Burdick strode up to Sanchez, ignoring Pulaski.

Fine with him. He had work to do. He slipped through the gate and began vacuuming up trace on the way to the corpse and then started on the body, collecting from the victim’s clothing, scraping fingernails, taking a hair sample, looking for the slugs, which turned out to be still within the body. The autopsy doc would remove them and have them sent to ballistics in Queens. Aside from the huge Desert Eagle .50, or the tiny .17 HMR, it’s hard to tell the caliber of the slug from the wound. Most guns are in the 9mm, .380 or .38 range—all basically the same. And these rounds appeared around that size, but there are thousands of weapons with that caliber, so it was pointless to speculate what the make and model might be.

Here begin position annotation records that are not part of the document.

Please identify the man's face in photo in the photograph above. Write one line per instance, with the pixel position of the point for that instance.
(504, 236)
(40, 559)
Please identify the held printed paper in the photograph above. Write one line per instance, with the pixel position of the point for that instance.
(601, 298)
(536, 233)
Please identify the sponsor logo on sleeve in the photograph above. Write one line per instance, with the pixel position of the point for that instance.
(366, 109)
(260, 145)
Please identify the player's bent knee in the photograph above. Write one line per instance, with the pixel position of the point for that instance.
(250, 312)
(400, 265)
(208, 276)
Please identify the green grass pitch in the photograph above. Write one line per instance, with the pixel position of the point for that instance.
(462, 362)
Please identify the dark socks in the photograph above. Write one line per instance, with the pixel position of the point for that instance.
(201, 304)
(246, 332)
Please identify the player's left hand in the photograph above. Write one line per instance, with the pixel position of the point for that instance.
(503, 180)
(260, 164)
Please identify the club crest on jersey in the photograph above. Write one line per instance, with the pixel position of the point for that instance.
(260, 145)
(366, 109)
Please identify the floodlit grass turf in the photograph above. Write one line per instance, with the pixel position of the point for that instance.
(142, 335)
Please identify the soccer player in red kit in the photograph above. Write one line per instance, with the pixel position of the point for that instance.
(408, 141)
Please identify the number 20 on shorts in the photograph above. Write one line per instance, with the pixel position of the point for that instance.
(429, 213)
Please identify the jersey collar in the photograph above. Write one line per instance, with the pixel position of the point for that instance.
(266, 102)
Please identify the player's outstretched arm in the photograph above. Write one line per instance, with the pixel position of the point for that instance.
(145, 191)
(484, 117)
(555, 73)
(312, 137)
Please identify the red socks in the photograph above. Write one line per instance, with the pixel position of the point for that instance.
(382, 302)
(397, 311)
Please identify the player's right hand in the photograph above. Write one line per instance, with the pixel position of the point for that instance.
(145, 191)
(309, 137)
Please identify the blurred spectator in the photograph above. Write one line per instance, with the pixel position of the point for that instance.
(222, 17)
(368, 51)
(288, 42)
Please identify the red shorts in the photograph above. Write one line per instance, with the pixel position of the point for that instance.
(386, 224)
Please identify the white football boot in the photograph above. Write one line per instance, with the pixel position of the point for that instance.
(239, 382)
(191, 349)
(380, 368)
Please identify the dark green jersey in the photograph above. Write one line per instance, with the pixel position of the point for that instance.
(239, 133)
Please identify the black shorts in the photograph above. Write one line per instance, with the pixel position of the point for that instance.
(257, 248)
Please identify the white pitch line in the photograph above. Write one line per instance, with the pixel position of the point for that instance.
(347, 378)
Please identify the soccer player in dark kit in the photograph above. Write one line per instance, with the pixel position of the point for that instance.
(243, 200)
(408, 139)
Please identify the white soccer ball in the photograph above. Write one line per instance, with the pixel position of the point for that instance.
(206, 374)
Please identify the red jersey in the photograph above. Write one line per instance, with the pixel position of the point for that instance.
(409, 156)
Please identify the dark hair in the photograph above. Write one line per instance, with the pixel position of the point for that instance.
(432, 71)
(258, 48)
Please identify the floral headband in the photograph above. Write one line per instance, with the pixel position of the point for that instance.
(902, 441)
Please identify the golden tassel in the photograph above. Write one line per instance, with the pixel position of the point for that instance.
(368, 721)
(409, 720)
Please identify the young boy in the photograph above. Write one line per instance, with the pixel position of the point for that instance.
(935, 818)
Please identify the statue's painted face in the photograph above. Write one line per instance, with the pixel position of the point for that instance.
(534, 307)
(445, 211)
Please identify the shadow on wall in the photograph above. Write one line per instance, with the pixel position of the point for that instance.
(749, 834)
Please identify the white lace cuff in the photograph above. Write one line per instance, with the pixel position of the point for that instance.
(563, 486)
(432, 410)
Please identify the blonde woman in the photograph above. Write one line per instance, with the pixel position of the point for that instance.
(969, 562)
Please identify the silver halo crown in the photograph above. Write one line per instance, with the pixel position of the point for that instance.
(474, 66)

The absence of exit wounds was intriguing. The accuracy meant the shooter was not far away when he pulled the trigger. Normally at that range, the bullets would likely have penetrated the chest cavity, if not the skull, and exited. That this didn’t happen meant he’d possibly used a silencer, which dramatically reduces not only the sound but the velocity of the shot. This theory was born outtoo by the absence of 911 calls reporting gunshots or of ShotSpotter alerts. Despite what you see in the movies, silencers aren’t that common. Muggers and your average thieves rarely have access. Organized crime and professional triggermen, yes.

So, as Sanchez had speculated: the shooter was likely a pro.

No spent shells. The gun might have been a revolver, which would leave none—and despite the gap between chamber and barrel, it was somewhat quieted by a silencer. A semiauto, conversely, would have ejected brass. Then again, pros always took the empty shells with them. He found, however, where the brass would likely have ended up—to the right of where the shooter stood—and six to eight feet away he took samples of the dirt from where the flying shells would have landed.

Gilligan’s own weapon, a common Glock 17, was on his hip. No extra mag on the opposite side of his body, which told Pulaski that he didn’t do much fieldwork. You never ventured out of the office without at least one extra magazine.

Pulaski then began on the spiral ham. His comprehensive search.